The 100L has IS, which you might find most helpful if you using the lens for non-macro purposes, where the stabilization may give the equivalent of 3 or 4 stops of assistance (allowing sharp shots handheld at 1/25 shutter speed, for example). At high magnifications (near 1:1) don't expect as much assistance.... maybe the equivalent of about one stop (maybe allowing 1/80 or 1/100 shutter speed).
The 100/2.8 USM (not the L/IS) sells for a lot less and doesn't have IS. Image quality of the two 100mm macro lenses is about equal.
I particularly like the Canon 100mm macro lenses because they can optionally be fitted with a tripod mounting ring. Most lenses this focal length and shorter don't offer that option and I find the tripod ring very useful for macro shooting.
But I also use a 60mm macro lens, for it's smaller size and portability. I take it in my camera bag when I don't know whether or not I'll be shooting macro, but want it handy just in case. On the other hand, if I'm out with the primary intention of shooting macro I carry the 180/3.5L, 100/2.8 USM and MP-E 65mm macro lenses (the last is an ultra-high magnification, manual focus macro lens), along with macro flashes MT-23EX and ML-14EX.

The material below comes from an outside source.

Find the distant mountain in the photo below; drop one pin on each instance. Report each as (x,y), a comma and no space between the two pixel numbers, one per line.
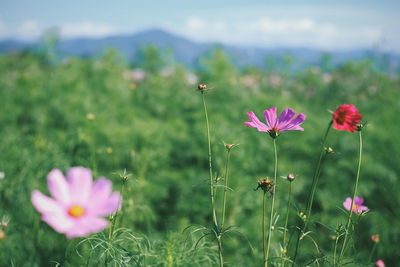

Regarding your telephoto zoom...
The 100-400mm f3.5-5.6 zoom can be fitted with a teleconverter, but you will lose auto focus on both your cameras. A 1.4X teleconverter would make that zoom an effective 140-560mm f5.0-8.0, and your cameras are only designed to focus with f5.6 and faster lenses (Canon 1D series and 5D MkIII can focus to f8). Adding a 2X would be ever worse, costing two full stops of light and making the zoom an effective 200-800mm f7.1-11. There are some work-arounds... such as manually focusing. You also can tape over a couple of the contacts on the teleconverter, so the camera doesn't know it's there and still tries to focus, just don't expect it to be very fast.
Also, in generaly teleconverters work better, give nicer image quality on prime lenses rather than zooms. A 1.4X on your zoom might not be too bad. But a 2X likely might not give satisfactory image quality.
But, hey, 400mm is already a whole lot of lens on your cameras! You might try a teleconverter.... or just work at get ting closer to your subjects. Part of the fun and reward of wildlife photography is getting close enough to get the shot (safely, of course).
I spent three months getting acquainted with this coyote to the point she'd sit nearby or even lie down and fall asleep within arm's reach, and was rewarded with lots of photo opportunities. These two images were shot with a 135mm lens (on 7D)....
Those opportunities are rare, though. Often I carry a Canon 300/4 IS lens, which does happen to work well with a 1.4X teleconverter. The image below was made with the 300mm lens alone, once again on a 7D...
Same lens and camera for this one...
The image below was shot with the 300mm plus 1.4X (on a 5D Mark II)....
There can be opportunities with captive subjects, too... Following was shot with 70-200mm lens, on a film camera (i.e. full frame), at a neat safari-style zoo in Oregon...
Work on your stalking skills, use blinds, use calls and attractants to get the critters to come closer to you. Look for locations where the animals frequently feed or relax and are approachable. In parks where there are a lot of people birds and animals will often let you get pretty close, too.
Your car can be used as a blind... animals often allow a car to slowly approach pretty closely. Below image was shot from my car window, with 300mm lens (on a film camera)...
Yes, I do use longer lenses sometimes. Enough to know that no matter how long a lens you have, there will always be wildlife subjects that are just out of reach. Bird photographers, in particular, will tell you there is no such thing as a "long enough" lens! Some subjects will just be too far away... and when they are I figure that's a good time to put down the camera, relax and enjoy the show.